Uno dei difetti maggiori della politica è di non aderire alla realtà, partendo per la tangente verso utopie ideologiche o, peggio, interessi di parte.
Il fisco in Italia è da decenni un problema; per gli under 50 che criticano il limite sociale di profitto della democrazia del benessere, basti ricordare che nel 1974 l’aliquota sopra i 600.000 euro era del 72%. Da allora la riforma fiscale del 1973 (Prima Repubblica) è stata trasformata in peggio durante la Seconda Repubblica. Particolarmente vergognosa la modifica del 1993 che abbassò in un colpo solo l’aliquota massima dal 72 al 52%. In sostanza, senza che si salvi nessuna forza politica, le varie riforme hanno avuto in comune il fatto di alzare le aliquote fiscali dei redditi bassi e abbassare le aliquote fiscali dei redditi alti.

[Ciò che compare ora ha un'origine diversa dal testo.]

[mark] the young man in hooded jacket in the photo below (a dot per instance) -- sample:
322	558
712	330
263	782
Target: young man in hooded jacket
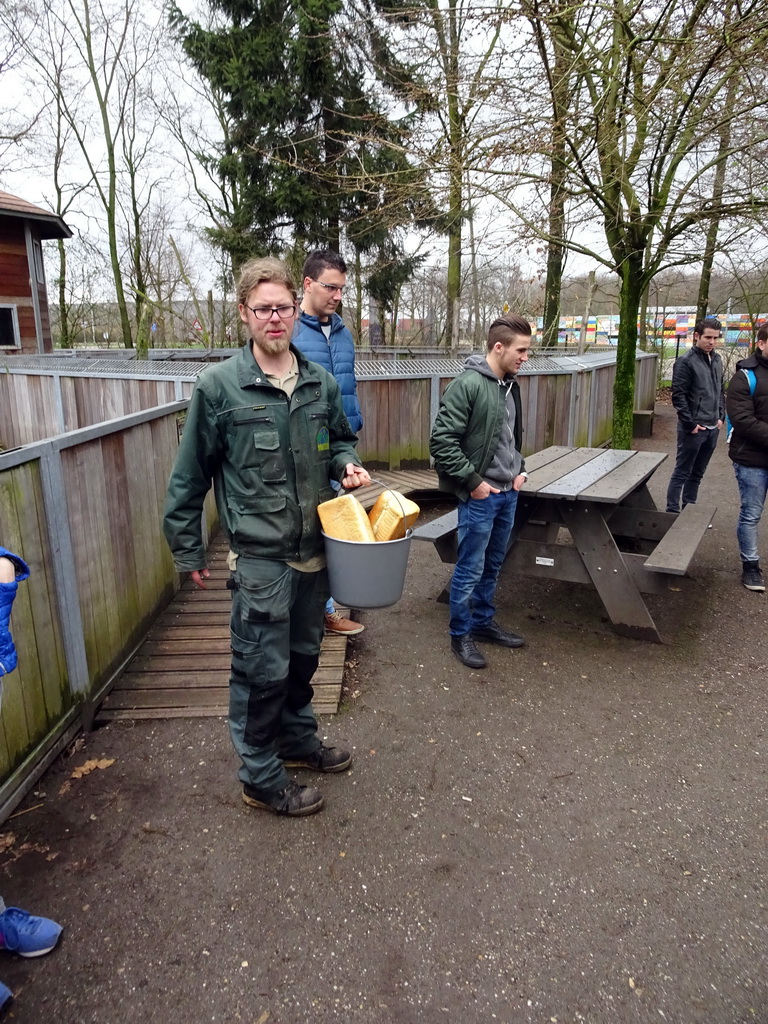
475	444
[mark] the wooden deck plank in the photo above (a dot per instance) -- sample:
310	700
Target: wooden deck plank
182	668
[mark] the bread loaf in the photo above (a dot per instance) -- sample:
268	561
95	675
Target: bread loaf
345	519
392	515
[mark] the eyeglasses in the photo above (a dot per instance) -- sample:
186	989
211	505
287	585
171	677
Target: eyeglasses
265	312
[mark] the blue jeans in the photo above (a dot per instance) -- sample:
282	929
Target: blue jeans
693	454
753	484
484	525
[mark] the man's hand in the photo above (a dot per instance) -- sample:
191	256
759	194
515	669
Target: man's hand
197	578
482	491
355	476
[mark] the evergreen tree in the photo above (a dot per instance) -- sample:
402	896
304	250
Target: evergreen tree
310	147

Chi ci ha perso? Probabilmente tutti, tranne i superricchi. Gli autonomi dei ceti medio-bassi strangolati dalle tasse, i lavoratori dipendenti le cui buste paghe sono alleggerite in modo eccessivo, le aziende con un costo del lavoro sempre più alto. Tutti hanno cercato di fuggire da questa soluzione utilizzando chi uno strumento illegale (l’evasione), chi uno strumento legale (l’elusione). Il fisco ha reagito combattendo l’evasione e sanzionando certe forme di elusione. Il costo di questa battaglia ha accresciuto la burocrazia fiscale con altri costi. Concludendo, uno spreco di denaro enorme.
Molti osteggiano la flat tax con l’errato appunto di incostituzionalità perché le aliquote fiscali devono essere progressive. Dimenticano che la progressività riguarda la globalità dei redditi e sostenere una flat tax fino a X non vuol dire negare la progressività, ma farla partire dopo X.
Accademico anche il discorso che la flat tax aiuti i ricchi, visto che l’attuale politica fiscale uccide innegabilmente il ceto medio.
Che la flat tax in Italia esista già è ampiamente dimostrato dal fatto che il reddito lordo degli italiani che lavorano sia di 21.000 euro. Tutti evasori incalliti? No, quello che la gente non sa è che la flat tax è già “attiva”. Con buona pace di chi la ritiene socialmente ingiusta, in pratica c’è già e su 21.000 euro lordi, si paga circa un 33% fra INPS e tasse. Poiché tale reddito lordo è quasi sempre diminuito dalle mosse che il consulente fiscale (o il singolo) ha messo (legalmente) in atto si può ragionevolmente supporre che su un reddito di 50.000 euro lordi si paghi un 15-20% di tasse (la flat tax). Il vero problema è che noi stiamo parlando di medie: l’autonomo (o l’azienda) che non ha una buona coscienza fiscale (e non ha un consulente fiscale a disposizione) o il dipendente alzano la media per cui c’è chi arriva a carichi fiscali del 50% e chi si ferma a un 10%.
Con una flat tax legalizzata nessuno di chi attualmente paga poco farebbe i salti mortali per pagare un 5-10% in meno con il rischio di accertamenti, sanzioni ecc., i dipendenti e le aziende ne avrebbero sicuramente un beneficio e chi è strangolato da aliquote troppo alte respirerebbe. Diventerebbe meno appetibile anche l’evasione. In sostanza, facendo i giusti conti, tutti potrebbero guadagnarci.